少し癖っ毛のセリファの髪が柔らかく少しこそばゆい。
「前から思ってたんだけど・・・ラフェルからいい匂いがする・・・俺、この匂い、好き・・・」
普段ならこんな風に甘えて来ないセリファにくっつかれたラフェルはまだ少し寝ぼけている恋人の愛しい姿に箍 が外れそうである。
「じゃあ好きなだけくっついていればいい。どこか痛む所はないか?こことか、ここも」
「ーーーっんぅ!ぃ、痛くはなぃ、から、触ったら、ダメだ」
ラフェルの手がセリファの肌の曲線を優しく撫で鮮やかに残された赤を辿っていくと、昨晩触れられた感触を思い出したのか、セリファが身じろぎした。どうやらしっかり目も覚めたようである。顔が赤い。そろそろ夢から覚め朝の支度をしなければならないのだが、恥ずかしそうに目を潤ませる恋人を前に、なんとラフェルの熱が再燃した。
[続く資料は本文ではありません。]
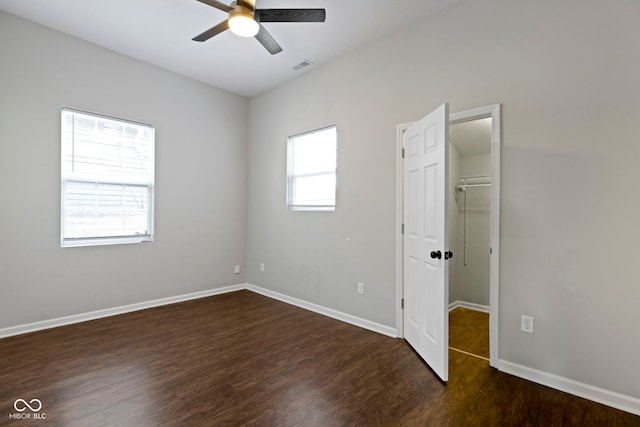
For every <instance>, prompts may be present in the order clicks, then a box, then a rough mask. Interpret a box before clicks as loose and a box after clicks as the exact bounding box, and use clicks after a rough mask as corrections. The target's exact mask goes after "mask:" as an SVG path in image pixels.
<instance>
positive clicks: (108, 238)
mask: <svg viewBox="0 0 640 427" xmlns="http://www.w3.org/2000/svg"><path fill="white" fill-rule="evenodd" d="M68 113H73V114H81V115H86V116H90V117H93V118H95V119H96V120H100V119H103V120H104V119H106V120H109V121H115V122H118V123H119V124H122V125H127V124H128V125H135V126H142V127H144V128H146V129H148V132H150V137H149V139H150V158H149V165H148V170H149V176H148V179H147V180H131V179H128V180H122V179H107V178H104V177H96V176H92V175H86V174H85V175H83V174H78V173H73V172H69V171H65V169H66V168H65V156H67V155H69V153H68V152H67V150H66V149H65V129H66V124H65V114H68ZM60 117H61V141H60V144H61V155H60V158H61V168H60V172H61V191H60V193H61V200H60V211H61V217H60V246H61V247H77V246H97V245H113V244H127V243H142V242H151V241H153V238H154V190H155V171H154V169H155V128H154V127H153V126H152V125H149V124H147V123H141V122H136V121H132V120H127V119H122V118H118V117H112V116H107V115H104V114H99V113H93V112H89V111H84V110H79V109H75V108H69V107H62V109H61V114H60ZM69 183H80V184H91V185H113V186H117V187H137V188H146V189H147V200H148V203H147V230H146V232H145V233H136V234H133V235H110V236H89V237H67V235H66V230H65V217H66V212H65V204H66V203H65V201H66V196H67V188H68V184H69Z"/></svg>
「痛くない?じゃあ気持ちいい?セリファ細いのに体力があるから、もう少し頑張ろうか?」
「え?ちょっ!ラフェル!?」
抱き合った状態のままクルリと身体を回転させたラフェルは慌てて手を離したセリファの上に覆い被さった。そして、何か言おうと口を開いたセリファの口を素早く塞いでしまう。
「んっ!?ふっ〜〜んぅっ!」
いつもなら強引に事を進めないラフェルのらしからぬ行動にセリファは驚いたが、長いキスから解放されると抵抗しなくなった。かわりに、少し困った顔でラフェルを見ている。
「・・・そういう意味で言った訳じゃ・・・」
「分かってる。でも、セリファに好きだと言われたら私は我慢出来なくなってしまうから気をつけた方がいい」
なんとかキスで気持ちを収めラフェルが身体を起こすとセリファも恥ずかしそうに笑いながら起き上がった。
そして再びお互いの唇が自然と引き寄せられそうになった時、突然部屋の外が騒がしくなった。
「主人はまだお休み中です!客室でお待ち下さい!!」
確認する間もなく突然二人がいる寝室の扉が開かれる。
その間ほんの数十秒。
「失礼するよ!ラフェル!君に急ぎ頼みたいことがある!」
突然の来訪者にラフェルは瞬時に動いた。
近くのシーツを手繰り寄せ、セリファの肌が見えない様素早く羽織らせ招かざる客を鋭く睨みつける。
許可なく開け放たれた部屋の入り口にはラフェルの知る男の姿があった。
「研究所を吹き飛ばされたくなければ即刻この部屋から出て行け。貴様を招いた覚えはない」
明らかに不機嫌になったラフェルを無視し、来訪者はにこやかに首を傾げ肩をすくめる。突然の招かざる客にラフェルは嫌な予感しかしない。
「ごめんごめん!まさかお楽しみの最中だったとは。でもねぇ?私はちゃんと忠告しただろう?身辺には注意を払えと」
来訪者は一見愉しげにラフェルを見下ろし次に隣でシーツに包まるセリファに視線をうつした。セリファは訳が分からず目をパチパチさせている。
「おめでとうラフェル。【シルビー】とひとつになったらしいじゃないか。数百年振りの快挙に多くの者が君達を祝福しているみたいだよ」
「・・・その話を、どうやって知った?リューイ、分かるように説明しろ」
こんな朝早く許可もなく突然ラフェルの屋敷を訪れた男。
それはラフェルと同じく王宮で働く魔力管理室長官リューイ・ハイゼンバードだ。因みに彼は王宮内で変人と名高い人物である。
「ゆっくり説明したい所なんだけれど今はその暇がなくてね。だから代わりに彼を預けに来たんだよ」
そして確か、彼も見つけていたことも思い出す。
リューイの背後から一人の男が前に進み出た。
「暫くの間、彼をここに置いて欲しい。君の【シルビー】の護衛として」
「・・・本日から師団長様の【シルビー】の護衛騎士として配置されました。アルティニィア・メイデンと申します。以後お見知り置きを」
【シルビー】が【シルビー】を護衛する。
前代未聞の展開にラフェルは自分の耳を疑った。